2010/07/13 参院選結果受け建設業界コメント/衆参ねじれ、政策の停滞を懸念

【建設工業新聞 7月 13日 記事掲載】

 昨年の政権交代後初の本格的な国政選挙となった11日の第22回参院選は、民主党の獲得議席が44、国民新党がゼロで、合わせても56議席に届かず、非改選を含めても過半数の122議席を大きく割り込んで与党が大敗、自民党が復調し、みんなの党が躍進するという結果に終わった。菅直人首相の消費税率の引き上げに関する発言が与党の敗因との声がある一方、民主党のマニフェストに基づく政策に有権者から「NO」を突き付けられたとの見方も出ている。一夜明けた12日、選挙結果に建設業界からもさまざまな意見やコメントが寄せられた。
 
 
 建設業界では、日本建設業団体連合会(日建連、野村哲也会長)をはじめ主要4団体の会長が相次ぎコメントを発表したが、共通する懸念として挙がったのは、景気低迷が続く中で、衆参両院で多数派が異なる国会運営の「ねじれ」による政策の停滞だ。

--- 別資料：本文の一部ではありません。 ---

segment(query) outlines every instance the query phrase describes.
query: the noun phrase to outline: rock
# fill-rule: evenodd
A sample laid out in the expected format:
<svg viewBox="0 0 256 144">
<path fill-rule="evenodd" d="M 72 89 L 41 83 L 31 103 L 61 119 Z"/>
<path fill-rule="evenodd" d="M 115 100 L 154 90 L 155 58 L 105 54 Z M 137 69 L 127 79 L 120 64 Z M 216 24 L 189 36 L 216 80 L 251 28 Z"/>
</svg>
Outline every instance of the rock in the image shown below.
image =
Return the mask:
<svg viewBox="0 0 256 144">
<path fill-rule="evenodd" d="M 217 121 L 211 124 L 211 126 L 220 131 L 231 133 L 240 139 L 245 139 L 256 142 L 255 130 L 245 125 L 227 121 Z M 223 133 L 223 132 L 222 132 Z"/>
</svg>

これに関連して業界関係者からは、「これまでのようには法案が国会を通らなくなり、政府が大きな政策・事業を打ち出しにくくなるのではないか」と懸念する声も聞かれた。
 
 
 「政府・与党は、より機動的・積極的な経済運営を推進し、自律的な景気回復を一刻も早く実現していただきたい」。日建連の野村会長は12日、このような談話を発表した。内需拡大を柱とした景気回復に期待を寄せるのは、日本土木工業協会(土工協)の中村満義会長も同じだ。「社会基盤整備については、わが国の将来を見据えた視点での議論の中から、真に必要なインフラを明示し、それらが計画的かつ速やかに整備されるよう期待したい」とコメントした。同様に建築業協会(BCS)の山内隆司会長も選挙結果を受けて、「環境・安全などに対する建築技術の有用性と、国民生活の根幹である衣・食・住を担う建築業界はすそ野が広く、その活性化は景気高揚に効果が大きい」とあらためて強調した。
 
 
 全国建設業協会(全建)の淺沼健一会長は、今回の選挙結果について、「国民の民意の表れと受け止めている」とした上で、全建として推薦状を出した自民党の脇雅史氏が再選を果たした点にも言及。「今後、国会においても、安全で安心な国土を確保するための社会資本整備の重要性と、それを担う建設業の役割が国民、社会に正しく理解される議論が深まることを期待している」とのコメントを公表した。